Poi piano piano il mondo si fermò; lei aveva ancora le gambe che tremavano e lo stomaco in gola. Ringraziò Francesca molte volte, con la sua voce strana, che saltava di tono all’improvviso in gridolini che strozzavano i nervi e ferivano i timpani. Poi arrivarono alla macchina del padre; nel tragitto Francesca si raccomandò molte volte di non raccontargli niente: lei lo avrebbe fatto lo stesso, se non fosse stato che si era divertita, e si sentiva in colpa anche lei, ed era impotentemente eccitata dall’idea del segreto, dell’amicizia, del mal di pancia.
Il viaggio in macchina trascorse tranquillo, l’aria era un pò tesa, lei cercava di smorzare il sorriso e continuava a sbattere le palpebre e modellare la faccia in smorfie più serie che sembravano quasi mostruose. Il padre per fortuna non la guardava nemmeno. Ascoltava l’opera su radio tre, e fissava la strada davanti a lui.

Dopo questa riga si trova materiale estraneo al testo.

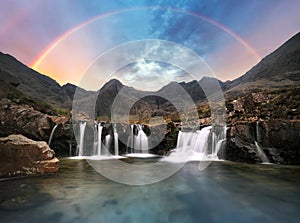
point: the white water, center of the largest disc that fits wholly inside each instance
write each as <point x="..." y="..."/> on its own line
<point x="107" y="145"/>
<point x="130" y="142"/>
<point x="51" y="135"/>
<point x="261" y="153"/>
<point x="116" y="141"/>
<point x="99" y="144"/>
<point x="139" y="143"/>
<point x="81" y="138"/>
<point x="203" y="144"/>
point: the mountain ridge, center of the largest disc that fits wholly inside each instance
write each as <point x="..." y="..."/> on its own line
<point x="279" y="69"/>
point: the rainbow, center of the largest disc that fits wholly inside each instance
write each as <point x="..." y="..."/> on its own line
<point x="68" y="33"/>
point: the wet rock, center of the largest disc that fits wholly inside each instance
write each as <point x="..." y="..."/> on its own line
<point x="22" y="156"/>
<point x="23" y="119"/>
<point x="279" y="140"/>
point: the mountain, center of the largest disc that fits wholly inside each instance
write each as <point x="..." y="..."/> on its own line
<point x="279" y="69"/>
<point x="31" y="83"/>
<point x="70" y="90"/>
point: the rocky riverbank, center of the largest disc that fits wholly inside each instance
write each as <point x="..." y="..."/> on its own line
<point x="20" y="156"/>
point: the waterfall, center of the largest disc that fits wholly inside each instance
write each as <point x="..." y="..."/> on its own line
<point x="140" y="141"/>
<point x="258" y="137"/>
<point x="107" y="145"/>
<point x="51" y="135"/>
<point x="99" y="144"/>
<point x="205" y="142"/>
<point x="261" y="153"/>
<point x="81" y="138"/>
<point x="130" y="142"/>
<point x="116" y="141"/>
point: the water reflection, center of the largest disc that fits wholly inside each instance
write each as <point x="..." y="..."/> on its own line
<point x="224" y="192"/>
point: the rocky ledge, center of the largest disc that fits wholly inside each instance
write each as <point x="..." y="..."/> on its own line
<point x="20" y="156"/>
<point x="278" y="140"/>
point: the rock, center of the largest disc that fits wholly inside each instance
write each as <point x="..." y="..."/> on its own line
<point x="278" y="139"/>
<point x="22" y="156"/>
<point x="23" y="119"/>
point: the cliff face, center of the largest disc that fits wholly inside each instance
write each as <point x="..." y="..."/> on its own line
<point x="22" y="156"/>
<point x="278" y="139"/>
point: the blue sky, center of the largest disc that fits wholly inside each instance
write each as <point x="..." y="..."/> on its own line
<point x="229" y="35"/>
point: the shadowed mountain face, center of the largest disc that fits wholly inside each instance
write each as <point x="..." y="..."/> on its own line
<point x="277" y="71"/>
<point x="31" y="83"/>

Quella notte dormì felice, con una strana sensazione nello stomaco, e i piedi che le formicolavano da quell’emozione che non riusciva più a contenere in nessun modo. Non capiva.
Erano le sette e diciotto quando prese la tazza di latte caldo dal microonde e fece per portarla nella sala. Di solito era la madre a prepararle la colazione, mentre il fratello si serviva da solo: lei non ci aveva mai fatto caso, aveva fatto sempre quello che le avevano detto di fare: ma oggi si sentiva ok, poteva fare anche lei quello che fanno tutti. Mescolava il latte e andava verso la porta. Allungò il braccio per spegnere la luce, ma, presa dai suoi pensieri, non riuscì a coordinare il movimento, cadde in avanti contro il muro e la tazza volò per aria; il latte schizzò su tutta la parete, su tutta la busta della spazzatura differenziata, sulla porta e sulle casse d’acqua, per poi riversarsi per terra insieme a mille cocci di ceramica bianca.
Veronica rimase lì, poggiata al muro, al buio, paralizzata dalla paura, in mezzo a quel macello.
Avrebbe voluto piangere ma non ne era capace.